Nodule formation is the earliest and predominant cellular defense response to bacterial infections in insects (Bedick et al., 2000). Nodulation is thought to begin with the formation of hemocyte aggregates and to end with melanization, forming darkened nodules. The nodulation process contributes to clearance of the bacteria from the circulating hemolymph (Miller and Stanley, 2000). Noduler is a novel immune-induced protein that was purified from bacteria-challenged hemolymph in wild silkworm, Antheraea mylitta, and it was first reported to mediate the nodulation response (Gandhe et al., 2007). Several genes that share sequence similarity with A. mylitta noduler have been identified from immunized larval fat bodies of the fall webworm, Hyphantria cunea (Shin et al., 1998), and from Manduca sexta (Zhu et al., 2003), Samia cynthia ricini (Bao et al., 2003), Lonomia obliqua (Veiga et al., 2005) and Bombyx mori (GenBank accession no. DQ898221). The deduced amino acid sequences of these proteins include a characteristic reeler domain (Zhu et al., 2003). The reeler domain was initially identified in the mouse reelin protein (D’Arcangelo et al., 1995), a secreted glycoprotein that plays a pivotal role in the development of the central nervous system in mammals (Quattrocchi et al., 2002). The reeler domain-containing genes identified in lepidopteran insects may have immune-related functions, as shown in studies reporting that bacterial challenge induced their expression in S. c. ricini, A. mylitta, H. cunea and M. sexta larvae (Bao et al., 2003, Gandhe et al., 2007, Shin et al., 1998, Zhu et al., 2003).

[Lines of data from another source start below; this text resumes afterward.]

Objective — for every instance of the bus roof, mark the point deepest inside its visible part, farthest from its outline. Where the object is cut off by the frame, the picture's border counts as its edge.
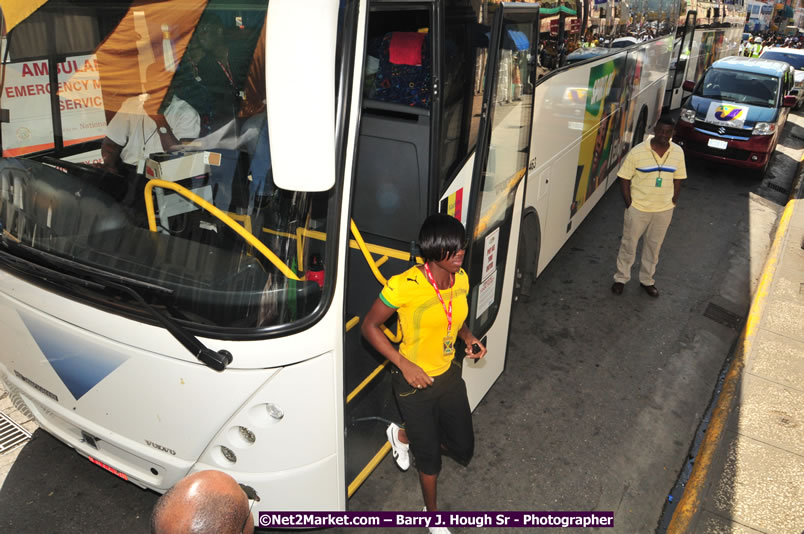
(752, 65)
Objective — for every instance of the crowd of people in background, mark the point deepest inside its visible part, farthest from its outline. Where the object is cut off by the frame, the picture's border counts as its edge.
(755, 44)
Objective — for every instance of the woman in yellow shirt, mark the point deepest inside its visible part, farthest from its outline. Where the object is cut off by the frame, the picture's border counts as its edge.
(431, 302)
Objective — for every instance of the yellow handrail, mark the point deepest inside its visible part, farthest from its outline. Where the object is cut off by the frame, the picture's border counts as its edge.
(222, 216)
(366, 254)
(363, 475)
(366, 381)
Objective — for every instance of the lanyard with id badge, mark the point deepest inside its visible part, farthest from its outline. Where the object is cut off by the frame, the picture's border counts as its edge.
(658, 167)
(449, 345)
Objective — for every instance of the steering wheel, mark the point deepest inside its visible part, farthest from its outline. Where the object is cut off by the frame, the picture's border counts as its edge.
(110, 182)
(80, 169)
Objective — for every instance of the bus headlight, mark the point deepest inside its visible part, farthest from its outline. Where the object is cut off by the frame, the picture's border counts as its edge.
(764, 128)
(688, 115)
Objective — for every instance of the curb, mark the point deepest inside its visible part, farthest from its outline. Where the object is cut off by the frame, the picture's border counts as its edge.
(690, 503)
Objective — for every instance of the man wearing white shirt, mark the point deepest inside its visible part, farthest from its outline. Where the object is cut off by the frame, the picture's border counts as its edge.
(139, 130)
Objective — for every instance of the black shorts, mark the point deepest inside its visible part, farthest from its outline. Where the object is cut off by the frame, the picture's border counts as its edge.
(434, 416)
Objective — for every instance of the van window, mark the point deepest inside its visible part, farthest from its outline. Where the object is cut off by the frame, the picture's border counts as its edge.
(740, 87)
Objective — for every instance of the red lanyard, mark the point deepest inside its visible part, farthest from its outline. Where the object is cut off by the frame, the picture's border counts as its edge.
(447, 311)
(227, 73)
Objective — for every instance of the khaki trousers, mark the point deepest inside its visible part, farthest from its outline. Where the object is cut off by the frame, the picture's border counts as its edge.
(653, 226)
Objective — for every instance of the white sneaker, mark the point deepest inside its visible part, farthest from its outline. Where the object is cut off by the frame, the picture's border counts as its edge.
(437, 530)
(401, 451)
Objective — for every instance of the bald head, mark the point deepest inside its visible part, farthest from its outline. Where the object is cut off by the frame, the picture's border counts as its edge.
(207, 502)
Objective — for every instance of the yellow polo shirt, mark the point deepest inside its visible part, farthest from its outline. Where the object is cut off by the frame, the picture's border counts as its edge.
(422, 317)
(643, 166)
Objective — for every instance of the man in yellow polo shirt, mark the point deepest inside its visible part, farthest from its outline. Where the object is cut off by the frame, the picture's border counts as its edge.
(650, 180)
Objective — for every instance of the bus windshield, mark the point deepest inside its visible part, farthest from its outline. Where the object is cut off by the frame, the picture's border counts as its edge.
(136, 142)
(797, 60)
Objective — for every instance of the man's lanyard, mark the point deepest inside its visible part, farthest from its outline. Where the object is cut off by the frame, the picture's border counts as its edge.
(447, 311)
(658, 167)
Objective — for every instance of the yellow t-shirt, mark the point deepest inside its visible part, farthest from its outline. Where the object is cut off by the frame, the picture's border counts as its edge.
(643, 167)
(422, 317)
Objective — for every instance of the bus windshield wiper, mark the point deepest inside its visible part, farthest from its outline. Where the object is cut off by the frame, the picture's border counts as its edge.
(99, 279)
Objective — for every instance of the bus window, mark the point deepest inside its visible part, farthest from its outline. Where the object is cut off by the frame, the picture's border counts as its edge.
(148, 155)
(465, 50)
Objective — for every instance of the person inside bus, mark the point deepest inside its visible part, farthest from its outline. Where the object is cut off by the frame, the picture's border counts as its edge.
(206, 502)
(146, 124)
(431, 302)
(221, 70)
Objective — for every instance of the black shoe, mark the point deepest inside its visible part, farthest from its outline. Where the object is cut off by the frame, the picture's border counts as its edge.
(650, 290)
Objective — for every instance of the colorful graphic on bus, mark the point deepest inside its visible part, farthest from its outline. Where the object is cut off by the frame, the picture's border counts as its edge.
(604, 126)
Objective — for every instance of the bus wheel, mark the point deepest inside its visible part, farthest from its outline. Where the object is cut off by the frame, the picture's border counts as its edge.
(639, 132)
(526, 258)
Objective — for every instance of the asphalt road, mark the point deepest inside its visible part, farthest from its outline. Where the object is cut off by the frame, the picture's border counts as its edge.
(600, 398)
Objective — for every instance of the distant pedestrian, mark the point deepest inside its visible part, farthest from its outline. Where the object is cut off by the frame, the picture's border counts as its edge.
(650, 180)
(207, 502)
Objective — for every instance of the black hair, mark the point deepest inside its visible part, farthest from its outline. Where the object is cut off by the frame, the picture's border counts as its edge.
(667, 119)
(440, 237)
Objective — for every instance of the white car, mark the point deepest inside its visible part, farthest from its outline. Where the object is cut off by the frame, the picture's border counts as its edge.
(795, 57)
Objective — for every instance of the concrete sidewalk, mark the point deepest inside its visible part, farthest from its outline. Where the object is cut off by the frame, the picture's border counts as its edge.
(749, 472)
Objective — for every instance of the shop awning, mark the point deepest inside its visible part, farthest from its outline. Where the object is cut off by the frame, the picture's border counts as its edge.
(519, 40)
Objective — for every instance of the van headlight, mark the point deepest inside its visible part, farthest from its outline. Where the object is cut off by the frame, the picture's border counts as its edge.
(688, 115)
(764, 128)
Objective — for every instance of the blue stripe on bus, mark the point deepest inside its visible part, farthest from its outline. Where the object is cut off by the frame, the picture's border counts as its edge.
(78, 364)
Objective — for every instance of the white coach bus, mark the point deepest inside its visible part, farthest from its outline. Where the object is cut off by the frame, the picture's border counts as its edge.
(200, 200)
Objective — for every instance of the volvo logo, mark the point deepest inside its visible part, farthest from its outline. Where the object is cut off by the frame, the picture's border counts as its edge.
(160, 447)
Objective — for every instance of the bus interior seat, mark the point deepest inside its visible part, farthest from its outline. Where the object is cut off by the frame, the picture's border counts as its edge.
(403, 76)
(390, 199)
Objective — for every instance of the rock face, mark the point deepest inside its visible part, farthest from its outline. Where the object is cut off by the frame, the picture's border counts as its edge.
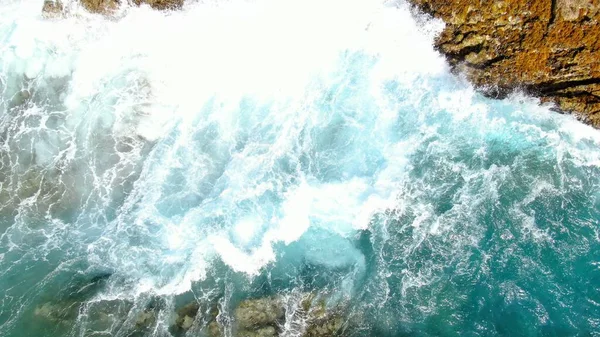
(548, 48)
(54, 8)
(263, 317)
(106, 6)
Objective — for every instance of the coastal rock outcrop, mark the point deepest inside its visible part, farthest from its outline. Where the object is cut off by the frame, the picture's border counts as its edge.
(549, 49)
(53, 8)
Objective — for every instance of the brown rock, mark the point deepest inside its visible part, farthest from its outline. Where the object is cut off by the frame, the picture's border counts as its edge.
(52, 9)
(109, 6)
(550, 49)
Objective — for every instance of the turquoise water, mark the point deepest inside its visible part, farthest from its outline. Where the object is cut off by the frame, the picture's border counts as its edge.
(243, 149)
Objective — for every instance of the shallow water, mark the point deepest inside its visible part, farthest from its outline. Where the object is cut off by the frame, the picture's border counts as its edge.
(246, 148)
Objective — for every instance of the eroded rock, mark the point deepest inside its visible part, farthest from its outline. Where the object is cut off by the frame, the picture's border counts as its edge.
(108, 6)
(550, 49)
(266, 317)
(52, 9)
(259, 312)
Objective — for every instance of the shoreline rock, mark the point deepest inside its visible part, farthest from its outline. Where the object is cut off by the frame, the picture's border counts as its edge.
(548, 49)
(55, 8)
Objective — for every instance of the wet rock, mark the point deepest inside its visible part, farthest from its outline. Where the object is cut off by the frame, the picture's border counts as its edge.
(52, 9)
(214, 329)
(267, 331)
(547, 48)
(110, 6)
(264, 317)
(186, 315)
(57, 312)
(145, 319)
(259, 312)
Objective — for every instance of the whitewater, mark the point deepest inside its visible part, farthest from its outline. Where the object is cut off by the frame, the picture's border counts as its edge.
(242, 149)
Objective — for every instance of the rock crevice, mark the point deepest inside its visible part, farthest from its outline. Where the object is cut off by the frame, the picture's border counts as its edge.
(549, 49)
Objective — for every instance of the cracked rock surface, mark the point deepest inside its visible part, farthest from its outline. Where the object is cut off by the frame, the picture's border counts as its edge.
(548, 48)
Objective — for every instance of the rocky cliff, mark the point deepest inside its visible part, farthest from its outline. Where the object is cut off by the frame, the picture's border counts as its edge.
(548, 48)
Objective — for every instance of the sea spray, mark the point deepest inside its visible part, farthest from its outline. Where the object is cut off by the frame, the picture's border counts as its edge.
(235, 150)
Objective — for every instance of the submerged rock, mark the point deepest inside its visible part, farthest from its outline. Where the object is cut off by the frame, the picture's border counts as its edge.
(547, 48)
(186, 316)
(259, 312)
(108, 6)
(52, 9)
(266, 317)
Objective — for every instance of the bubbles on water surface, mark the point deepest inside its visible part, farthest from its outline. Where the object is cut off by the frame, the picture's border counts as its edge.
(232, 150)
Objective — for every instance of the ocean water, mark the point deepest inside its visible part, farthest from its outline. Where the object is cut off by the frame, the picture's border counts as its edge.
(239, 149)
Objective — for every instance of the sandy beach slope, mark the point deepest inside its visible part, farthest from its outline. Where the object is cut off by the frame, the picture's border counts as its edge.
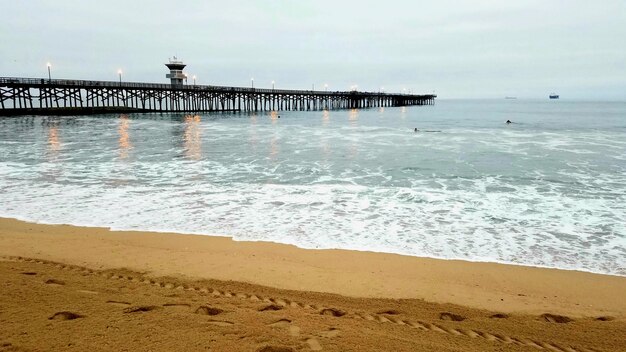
(76, 289)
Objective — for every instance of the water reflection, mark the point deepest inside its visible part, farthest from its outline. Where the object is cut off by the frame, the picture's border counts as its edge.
(353, 117)
(124, 140)
(274, 148)
(274, 116)
(192, 137)
(325, 117)
(54, 145)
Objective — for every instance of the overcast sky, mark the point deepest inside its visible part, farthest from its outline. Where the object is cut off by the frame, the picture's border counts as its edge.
(459, 49)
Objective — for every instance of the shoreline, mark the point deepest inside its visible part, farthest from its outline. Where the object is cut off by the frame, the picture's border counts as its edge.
(480, 285)
(176, 232)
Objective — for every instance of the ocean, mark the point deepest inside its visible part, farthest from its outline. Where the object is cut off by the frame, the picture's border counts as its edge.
(547, 190)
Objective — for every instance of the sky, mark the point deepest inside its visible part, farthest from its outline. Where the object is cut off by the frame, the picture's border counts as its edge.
(457, 49)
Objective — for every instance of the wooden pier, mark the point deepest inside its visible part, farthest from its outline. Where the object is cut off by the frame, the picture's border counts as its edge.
(38, 95)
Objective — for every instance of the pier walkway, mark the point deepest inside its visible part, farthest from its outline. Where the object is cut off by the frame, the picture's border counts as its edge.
(32, 95)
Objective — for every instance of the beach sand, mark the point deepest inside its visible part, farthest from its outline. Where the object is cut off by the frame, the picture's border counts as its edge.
(76, 289)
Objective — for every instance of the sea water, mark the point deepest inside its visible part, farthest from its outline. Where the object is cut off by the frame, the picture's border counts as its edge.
(547, 190)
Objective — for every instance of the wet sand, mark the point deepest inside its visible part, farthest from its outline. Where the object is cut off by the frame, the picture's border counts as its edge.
(73, 288)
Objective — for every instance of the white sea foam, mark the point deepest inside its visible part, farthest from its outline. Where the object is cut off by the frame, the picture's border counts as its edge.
(529, 197)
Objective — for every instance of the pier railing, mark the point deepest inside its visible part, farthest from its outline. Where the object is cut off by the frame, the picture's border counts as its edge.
(42, 93)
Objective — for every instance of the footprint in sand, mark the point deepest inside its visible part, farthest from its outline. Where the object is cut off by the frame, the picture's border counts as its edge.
(65, 316)
(286, 324)
(553, 318)
(206, 310)
(451, 317)
(221, 323)
(177, 306)
(275, 349)
(54, 282)
(332, 312)
(330, 333)
(314, 344)
(271, 307)
(140, 309)
(499, 316)
(88, 292)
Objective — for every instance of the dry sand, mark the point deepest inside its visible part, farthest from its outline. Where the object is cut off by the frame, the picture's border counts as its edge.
(72, 288)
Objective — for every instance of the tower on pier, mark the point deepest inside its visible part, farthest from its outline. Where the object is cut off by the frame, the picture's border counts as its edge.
(176, 74)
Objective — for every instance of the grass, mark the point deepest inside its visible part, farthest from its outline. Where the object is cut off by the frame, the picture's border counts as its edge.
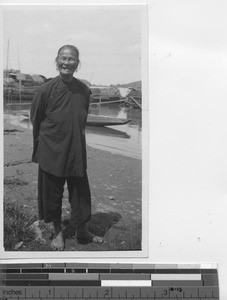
(17, 224)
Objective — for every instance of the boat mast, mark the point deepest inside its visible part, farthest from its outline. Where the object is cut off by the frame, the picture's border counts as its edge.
(18, 63)
(7, 59)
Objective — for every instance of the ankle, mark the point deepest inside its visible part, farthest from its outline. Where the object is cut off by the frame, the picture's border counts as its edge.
(57, 227)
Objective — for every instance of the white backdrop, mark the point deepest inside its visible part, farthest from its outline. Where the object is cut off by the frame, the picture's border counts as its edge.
(188, 133)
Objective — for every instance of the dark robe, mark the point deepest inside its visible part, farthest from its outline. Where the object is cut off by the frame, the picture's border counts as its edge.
(58, 115)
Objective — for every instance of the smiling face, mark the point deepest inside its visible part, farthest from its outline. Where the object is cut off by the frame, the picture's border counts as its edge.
(67, 63)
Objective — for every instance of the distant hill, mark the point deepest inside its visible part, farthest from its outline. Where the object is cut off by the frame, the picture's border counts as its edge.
(136, 85)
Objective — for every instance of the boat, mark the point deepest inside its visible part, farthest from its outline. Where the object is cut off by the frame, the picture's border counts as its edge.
(100, 120)
(92, 119)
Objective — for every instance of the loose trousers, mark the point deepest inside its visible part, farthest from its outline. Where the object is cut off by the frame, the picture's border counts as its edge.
(50, 195)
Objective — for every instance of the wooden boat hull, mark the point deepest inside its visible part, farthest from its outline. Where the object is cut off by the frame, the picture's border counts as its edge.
(98, 120)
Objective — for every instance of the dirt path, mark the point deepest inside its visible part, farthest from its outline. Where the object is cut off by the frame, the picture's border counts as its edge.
(115, 183)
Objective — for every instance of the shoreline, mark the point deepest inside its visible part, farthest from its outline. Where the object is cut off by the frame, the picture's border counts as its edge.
(115, 182)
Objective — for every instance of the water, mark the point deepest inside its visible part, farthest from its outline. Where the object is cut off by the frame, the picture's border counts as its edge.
(121, 139)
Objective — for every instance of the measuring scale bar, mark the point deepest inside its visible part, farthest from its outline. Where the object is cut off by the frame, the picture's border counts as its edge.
(114, 281)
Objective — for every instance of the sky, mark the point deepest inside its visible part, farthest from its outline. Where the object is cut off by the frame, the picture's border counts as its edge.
(109, 38)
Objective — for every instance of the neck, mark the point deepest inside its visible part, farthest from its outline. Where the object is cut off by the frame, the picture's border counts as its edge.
(67, 78)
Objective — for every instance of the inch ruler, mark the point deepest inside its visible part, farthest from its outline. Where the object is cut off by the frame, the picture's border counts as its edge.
(109, 281)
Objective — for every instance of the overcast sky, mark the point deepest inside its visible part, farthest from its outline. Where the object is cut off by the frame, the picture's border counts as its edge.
(108, 37)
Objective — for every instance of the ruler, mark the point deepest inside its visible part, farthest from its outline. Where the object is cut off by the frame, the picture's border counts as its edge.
(109, 281)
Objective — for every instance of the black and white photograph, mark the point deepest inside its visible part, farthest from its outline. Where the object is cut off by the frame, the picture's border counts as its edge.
(74, 96)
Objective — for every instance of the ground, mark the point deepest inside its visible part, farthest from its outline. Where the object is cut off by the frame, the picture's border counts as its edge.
(115, 183)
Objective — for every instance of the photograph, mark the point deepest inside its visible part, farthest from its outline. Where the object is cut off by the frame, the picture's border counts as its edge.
(74, 100)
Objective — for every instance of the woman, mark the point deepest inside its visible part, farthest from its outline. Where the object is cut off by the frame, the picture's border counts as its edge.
(58, 115)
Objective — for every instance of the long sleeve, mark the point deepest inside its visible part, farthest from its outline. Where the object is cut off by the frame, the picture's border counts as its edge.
(37, 115)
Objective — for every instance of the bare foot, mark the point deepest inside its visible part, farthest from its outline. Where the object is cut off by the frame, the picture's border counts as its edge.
(57, 243)
(85, 237)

However, the detailed functions of these reeler domain-containing molecules in the insect defense system remain largely unknown. The silkworm, B. mori, is a major model for insect biochemical research and the first lepidopteran insect for which draft genome sequences became available (Xia et al., 2004). However, the functions of the B. mori reeler proteins have not yet been investigated. Two reeler domain-containing genes are predicted in the silkworm genome (http://silkworm.genomics.org.cn/). One contains the complete open reading frame (ORF) sequence (BGIBMGA014360-TA), and the other lacks some coding sequence at the 3′ terminus of the ORF (BGIBMGA005981-TA). It is interesting to know if both of the reeler genes were all expressed in B. mori and if they had the expression differences in response to bacterial challenge.

Gandhe et al. (2007) reported that Noduler in A. mylitta functions in nodule formation in the cellular immune response to bacterial infection. Further study is needed to understand how this reeler domain-containing protein participates in the nodulation response. Melanization is of central importance in the nodulation and capsulation responses in some lepidopteran and dipteran insects, such as Pseudoplusia and Drosophila, and results in melanin formation (Lavine and Strand, 2002, Lavine and Strand, 2003, Sideri et al., 2008). Prophenoloxidase (proPO) activation is an important step in the insect melanization cascade; proPO is activated by microbial infection and leads to the proteolytic conversion of proPO into phenoloxidase (PO) in the hemolymph (Ji et al., 2004). PO catalyzes the hydroxylation of tyrosine to dihydroxyphenylalanine (dopa) and the oxidation of dopa to dopaquinone (Ashida and Brey, 1998, Kan et al., 2008), which allows for wound healing and the melanization of foreign microorganisms that are trapped in hemocyte nodules (Kanost et al., 2004). Dopamine present in hemolymph is also a significant substrate for PO. PO-based oxidation of dopamine produces dopaminequinone and consequently the cross-linking and melanization of proteins (Sideri et al., 2008). A relationship between Reeler protein and the proPO activation system has not yet been reported in insects; therefore, a functional analysis of Reeler is of considerable interest. In this report, we investigated the possible relationship between reeler gene expression and PO activity. Our findings reveal that the Reeler protein is a necessary component of the insect melanization cascade.